Warfare, for better or for worse, has been one of the primary drivers of technological innovation throughout human history. We have produced some weapons of dazzling complexity and ingenuity, and horrifying brutality.
Recently, the US Army, along with Bulletin of the Atomic Scientists, released a study they conducted on history’s deadliest weapons. The study examined data from real-world battles to calculate a “lethality index” for each weapon.
The index takes into account the weapon’s range, accuracy, radius of effect, rate of fire and mobility. The following results rank history’s deadliest weapons from least to most deadly.
The arquebus is history’s oldest shoulder-fired gun. By modern standards, it was primitive. But to the people who fired it, and were fired upon by it, it was devastating.
It was invented in Spain during the 15th Century. It was so heavy that shooters had to rest the gun on a fork to support it while firing.

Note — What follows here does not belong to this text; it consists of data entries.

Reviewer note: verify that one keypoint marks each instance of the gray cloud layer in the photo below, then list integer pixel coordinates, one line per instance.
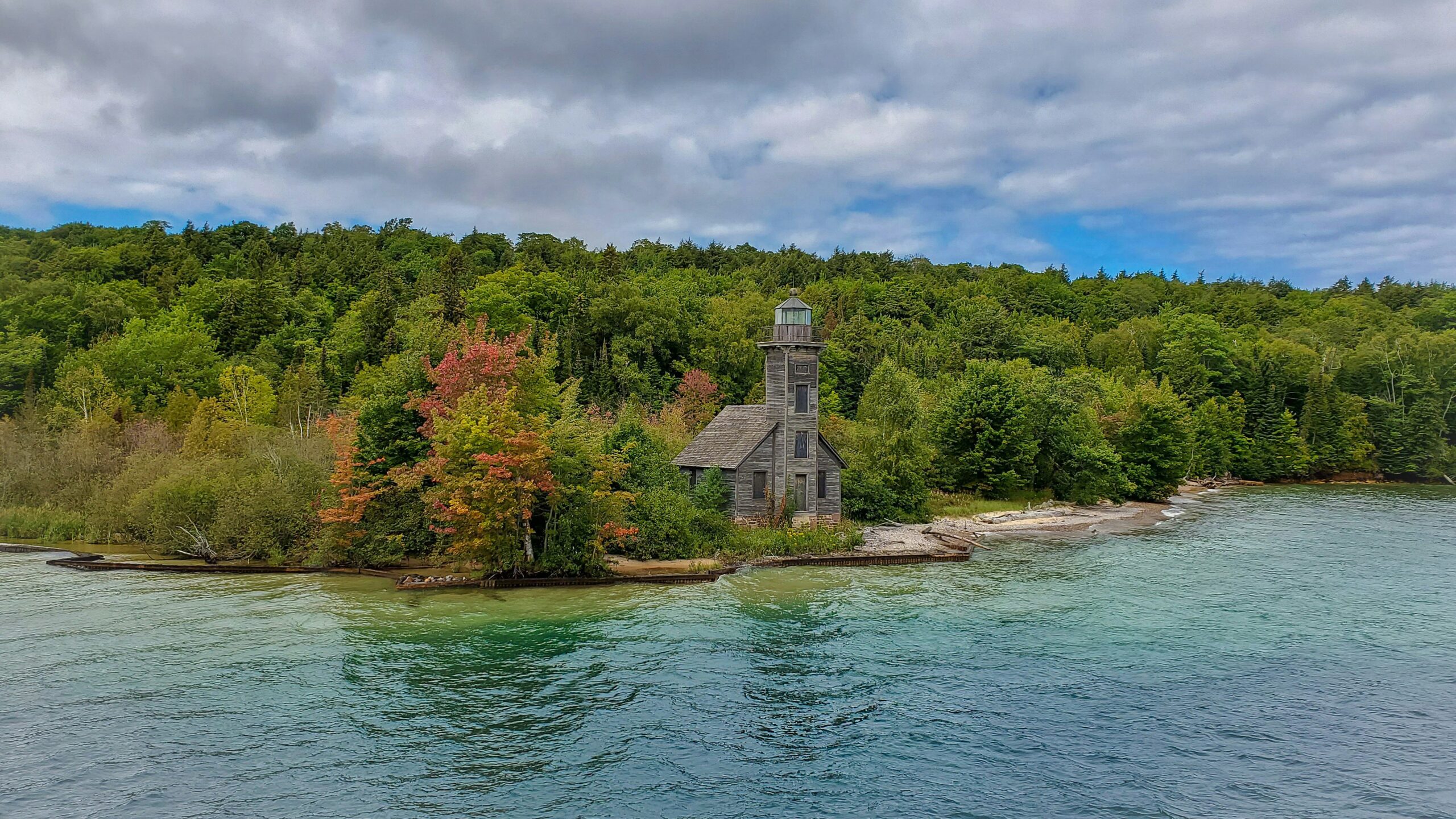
(1317, 136)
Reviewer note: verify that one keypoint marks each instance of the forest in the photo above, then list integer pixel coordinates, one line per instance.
(360, 395)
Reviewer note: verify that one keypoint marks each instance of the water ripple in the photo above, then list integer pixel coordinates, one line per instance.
(1276, 652)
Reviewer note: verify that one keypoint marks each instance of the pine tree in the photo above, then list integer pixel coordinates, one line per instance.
(453, 273)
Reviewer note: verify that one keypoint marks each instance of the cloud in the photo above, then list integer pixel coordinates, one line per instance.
(1304, 138)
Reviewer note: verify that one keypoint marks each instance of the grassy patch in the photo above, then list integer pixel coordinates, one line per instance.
(41, 524)
(967, 504)
(750, 544)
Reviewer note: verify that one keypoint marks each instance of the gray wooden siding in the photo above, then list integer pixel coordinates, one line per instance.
(759, 461)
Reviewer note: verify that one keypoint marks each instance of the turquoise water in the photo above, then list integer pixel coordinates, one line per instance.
(1279, 652)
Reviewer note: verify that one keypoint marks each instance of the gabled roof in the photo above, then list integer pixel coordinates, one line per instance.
(832, 451)
(730, 437)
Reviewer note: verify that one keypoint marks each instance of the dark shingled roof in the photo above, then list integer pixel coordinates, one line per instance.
(730, 437)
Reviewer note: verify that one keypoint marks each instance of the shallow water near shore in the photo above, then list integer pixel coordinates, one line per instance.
(1280, 651)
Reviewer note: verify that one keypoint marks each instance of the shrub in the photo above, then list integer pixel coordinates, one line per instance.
(41, 524)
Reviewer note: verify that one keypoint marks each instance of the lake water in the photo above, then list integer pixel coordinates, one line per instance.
(1276, 652)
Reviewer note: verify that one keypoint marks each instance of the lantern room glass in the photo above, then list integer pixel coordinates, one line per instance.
(791, 315)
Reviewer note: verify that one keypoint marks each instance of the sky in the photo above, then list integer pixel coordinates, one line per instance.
(1293, 139)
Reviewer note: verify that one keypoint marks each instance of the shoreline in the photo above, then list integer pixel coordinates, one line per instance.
(890, 543)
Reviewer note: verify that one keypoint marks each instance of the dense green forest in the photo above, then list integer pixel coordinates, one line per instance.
(360, 395)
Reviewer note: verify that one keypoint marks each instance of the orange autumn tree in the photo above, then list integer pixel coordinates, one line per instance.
(354, 490)
(490, 465)
(695, 403)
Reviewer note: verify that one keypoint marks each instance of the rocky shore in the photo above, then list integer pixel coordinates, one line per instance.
(1052, 518)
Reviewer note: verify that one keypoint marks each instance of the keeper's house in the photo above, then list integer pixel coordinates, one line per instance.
(772, 454)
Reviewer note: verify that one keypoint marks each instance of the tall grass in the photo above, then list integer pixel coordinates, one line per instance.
(752, 543)
(969, 504)
(41, 524)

Despite its weight, it was not expensive to manufacture. It spread rapidly around the globe. It did, however, have limitations. It could take up to an entire minute to load and was so loud that it could permanently deafen the people who fired it. It was also only accurate at short range.
Lethality Index: 10
The sword is one of humankind’s oldest weapons. Swords appear in the historical record all the way back to 3300 BC.
Swords were not commonly used, however, until many centuries later.
While it was the weapon of choice for hundreds of years, swords are limited by the skills of the people who wield them, as well as their exclusive utility as hand-to-hand combat weapons.